Un classique, c’est un ouvrage qui traverse le temps et qui permet à chaque génération de comprendre les invariants de l’homme. C’est pour cela qu’on lit encore les Grecs et les Latins, non pas tant pour savoir comment s’est déroulée la guerre du Péloponnèse ou la guerre des Gaules que pour toucher la profondeur humaine à travers ces cas. Dans La guerre du Péloponnèse, Thucydide exprime cette permanence de l’homme. Le prologue de l’ouvrage explique en quelques lignes ce qu’est une guerre et pourquoi elle se déclenche. Le dialogue des Méliens montre les limites du droit au regard de la force et comment cette dernière l’emporte sur le premier. L’éloge funèbre des morts d’Athènes nous aide à comprendre ce qu’est une nation et les raisons pour lesquelles les hommes sont capables de faire le sacrifice de leur vie pour la sauver. Dans ces pages de l’historien philosophe, c’est la nature humaine qui parle à travers la Grèce. Thucydide est très longtemps tombé en désuétude ; il ne figure même pas sur la fresque de Raphaël consacrée à l’école d’Athènes. On y trouve en revanche Xénophon, le continuateur de La Guerre après le décès de Thucydide et l’auteur du premier ouvrage d’économie. Il a fallu attendre le XVIIe siècle pour que le fils d’Oloros revienne à la mode, soit traduit en latin et lu dans les cours et les ambassades. Aujourd’hui c’est un auteur incontournable pour quiconque s’intéresse à la guerre, à la stratégie, à la géopolitique, à tel point que les éditions de l’École de guerre viennent de le rééditer.
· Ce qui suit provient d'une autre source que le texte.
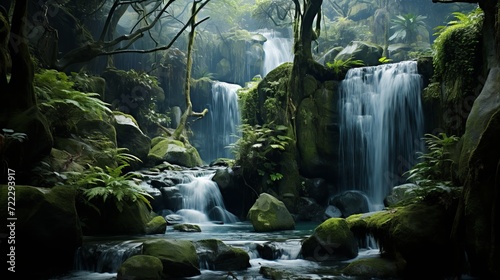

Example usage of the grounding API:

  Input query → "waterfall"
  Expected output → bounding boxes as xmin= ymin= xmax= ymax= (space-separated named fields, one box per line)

xmin=196 ymin=81 xmax=241 ymax=162
xmin=260 ymin=29 xmax=293 ymax=77
xmin=176 ymin=174 xmax=239 ymax=223
xmin=338 ymin=61 xmax=423 ymax=208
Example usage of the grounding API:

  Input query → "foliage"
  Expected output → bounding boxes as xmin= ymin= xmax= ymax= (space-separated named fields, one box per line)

xmin=34 ymin=70 xmax=111 ymax=133
xmin=232 ymin=123 xmax=292 ymax=186
xmin=405 ymin=133 xmax=459 ymax=186
xmin=378 ymin=56 xmax=392 ymax=63
xmin=64 ymin=148 xmax=152 ymax=212
xmin=252 ymin=0 xmax=295 ymax=27
xmin=389 ymin=13 xmax=427 ymax=44
xmin=326 ymin=57 xmax=364 ymax=75
xmin=432 ymin=9 xmax=483 ymax=135
xmin=0 ymin=128 xmax=28 ymax=172
xmin=238 ymin=77 xmax=262 ymax=125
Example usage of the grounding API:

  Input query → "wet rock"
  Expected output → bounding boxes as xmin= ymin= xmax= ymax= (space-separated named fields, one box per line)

xmin=257 ymin=242 xmax=283 ymax=260
xmin=328 ymin=191 xmax=370 ymax=218
xmin=174 ymin=224 xmax=201 ymax=232
xmin=342 ymin=257 xmax=404 ymax=279
xmin=143 ymin=239 xmax=201 ymax=279
xmin=116 ymin=255 xmax=164 ymax=280
xmin=247 ymin=193 xmax=295 ymax=232
xmin=146 ymin=216 xmax=167 ymax=234
xmin=195 ymin=239 xmax=250 ymax=271
xmin=302 ymin=218 xmax=358 ymax=261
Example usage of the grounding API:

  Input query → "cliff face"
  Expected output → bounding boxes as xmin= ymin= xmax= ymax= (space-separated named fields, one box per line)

xmin=456 ymin=0 xmax=500 ymax=278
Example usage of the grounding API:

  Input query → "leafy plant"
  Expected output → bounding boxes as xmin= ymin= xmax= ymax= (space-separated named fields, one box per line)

xmin=389 ymin=13 xmax=427 ymax=44
xmin=232 ymin=123 xmax=292 ymax=186
xmin=34 ymin=70 xmax=111 ymax=133
xmin=65 ymin=149 xmax=152 ymax=212
xmin=378 ymin=56 xmax=392 ymax=63
xmin=404 ymin=133 xmax=459 ymax=186
xmin=326 ymin=57 xmax=365 ymax=75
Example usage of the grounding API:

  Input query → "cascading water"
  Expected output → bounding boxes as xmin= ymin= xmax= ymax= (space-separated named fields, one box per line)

xmin=195 ymin=82 xmax=241 ymax=162
xmin=260 ymin=30 xmax=293 ymax=77
xmin=339 ymin=61 xmax=423 ymax=208
xmin=175 ymin=174 xmax=239 ymax=223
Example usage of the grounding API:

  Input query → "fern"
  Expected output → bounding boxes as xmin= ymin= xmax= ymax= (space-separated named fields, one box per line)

xmin=326 ymin=57 xmax=364 ymax=75
xmin=231 ymin=123 xmax=293 ymax=186
xmin=66 ymin=150 xmax=153 ymax=212
xmin=404 ymin=133 xmax=459 ymax=186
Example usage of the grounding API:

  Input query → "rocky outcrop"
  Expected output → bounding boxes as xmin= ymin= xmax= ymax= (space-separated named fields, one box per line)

xmin=195 ymin=239 xmax=250 ymax=271
xmin=113 ymin=112 xmax=151 ymax=162
xmin=116 ymin=255 xmax=165 ymax=280
xmin=148 ymin=137 xmax=203 ymax=167
xmin=301 ymin=218 xmax=358 ymax=261
xmin=248 ymin=193 xmax=295 ymax=232
xmin=143 ymin=239 xmax=200 ymax=279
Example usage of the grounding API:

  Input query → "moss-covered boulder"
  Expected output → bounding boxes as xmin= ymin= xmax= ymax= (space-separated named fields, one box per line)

xmin=174 ymin=224 xmax=201 ymax=232
xmin=247 ymin=193 xmax=295 ymax=232
xmin=113 ymin=111 xmax=151 ymax=162
xmin=0 ymin=106 xmax=54 ymax=184
xmin=342 ymin=257 xmax=404 ymax=279
xmin=347 ymin=199 xmax=464 ymax=278
xmin=0 ymin=186 xmax=82 ymax=279
xmin=77 ymin=197 xmax=152 ymax=235
xmin=301 ymin=218 xmax=358 ymax=261
xmin=459 ymin=68 xmax=500 ymax=278
xmin=116 ymin=255 xmax=165 ymax=280
xmin=142 ymin=239 xmax=200 ymax=278
xmin=335 ymin=41 xmax=383 ymax=66
xmin=296 ymin=81 xmax=339 ymax=179
xmin=146 ymin=216 xmax=167 ymax=234
xmin=195 ymin=239 xmax=250 ymax=271
xmin=148 ymin=138 xmax=203 ymax=167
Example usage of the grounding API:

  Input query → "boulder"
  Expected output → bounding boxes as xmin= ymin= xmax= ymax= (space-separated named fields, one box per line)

xmin=142 ymin=239 xmax=201 ymax=278
xmin=113 ymin=112 xmax=151 ymax=162
xmin=247 ymin=193 xmax=295 ymax=232
xmin=116 ymin=255 xmax=164 ymax=280
xmin=296 ymin=82 xmax=340 ymax=182
xmin=301 ymin=218 xmax=358 ymax=261
xmin=335 ymin=41 xmax=383 ymax=66
xmin=146 ymin=216 xmax=167 ymax=234
xmin=342 ymin=257 xmax=404 ymax=279
xmin=328 ymin=190 xmax=370 ymax=218
xmin=174 ymin=224 xmax=201 ymax=232
xmin=195 ymin=239 xmax=250 ymax=271
xmin=0 ymin=186 xmax=83 ymax=279
xmin=148 ymin=138 xmax=203 ymax=167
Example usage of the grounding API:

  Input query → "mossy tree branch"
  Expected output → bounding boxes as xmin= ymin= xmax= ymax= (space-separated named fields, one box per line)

xmin=173 ymin=0 xmax=210 ymax=140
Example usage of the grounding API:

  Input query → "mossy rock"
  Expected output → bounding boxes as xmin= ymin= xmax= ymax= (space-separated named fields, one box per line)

xmin=335 ymin=41 xmax=383 ymax=66
xmin=349 ymin=200 xmax=460 ymax=276
xmin=148 ymin=139 xmax=203 ymax=167
xmin=0 ymin=185 xmax=83 ymax=279
xmin=116 ymin=255 xmax=164 ymax=280
xmin=247 ymin=193 xmax=295 ymax=232
xmin=113 ymin=112 xmax=151 ymax=162
xmin=142 ymin=239 xmax=201 ymax=278
xmin=342 ymin=257 xmax=404 ymax=279
xmin=195 ymin=239 xmax=250 ymax=271
xmin=302 ymin=218 xmax=358 ymax=261
xmin=174 ymin=224 xmax=201 ymax=232
xmin=146 ymin=216 xmax=167 ymax=234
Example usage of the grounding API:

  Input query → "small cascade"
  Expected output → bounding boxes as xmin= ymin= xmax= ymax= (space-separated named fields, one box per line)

xmin=176 ymin=174 xmax=239 ymax=223
xmin=74 ymin=241 xmax=142 ymax=273
xmin=141 ymin=169 xmax=239 ymax=224
xmin=260 ymin=29 xmax=293 ymax=77
xmin=339 ymin=61 xmax=424 ymax=208
xmin=198 ymin=82 xmax=241 ymax=162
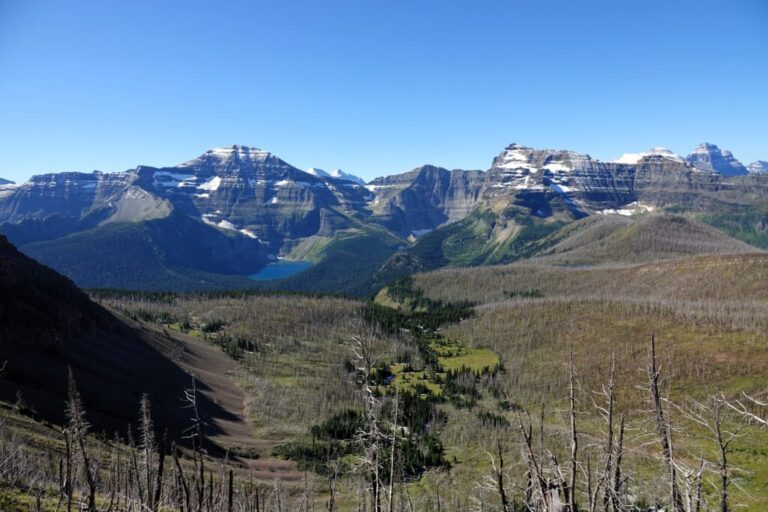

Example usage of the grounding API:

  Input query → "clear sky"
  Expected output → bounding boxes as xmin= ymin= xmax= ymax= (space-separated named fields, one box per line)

Rousseau ne comprend pas la guerre

Rousseau a lu, mais n’a pas compris Thucydide. Voilà ce qu’il écrit dans L’Émile : « Thucydide est, à mon gré, le vrai modèle des historiens. Il rapporte les faits sans les juger ; mais il n’omet aucune des circonstances propres à nous en faire juger nous-mêmes. Il met tout ce qu’il raconte sous les yeux du lecteur ; loin de s’interposer entre les événements et les lecteurs, il se dérobe ; on ne croit plus lire, on croit voir. » Jusque-là tout va bien, c’est un juste hommage à la pensée et à l’écriture de Thucydide. La suite est malheureusement d’un autre acabit : « Malheureusement il parle toujours de guerre, et l’on ne voit presque dans ses récits que la chose du monde la moins instructive, savoir les combats. »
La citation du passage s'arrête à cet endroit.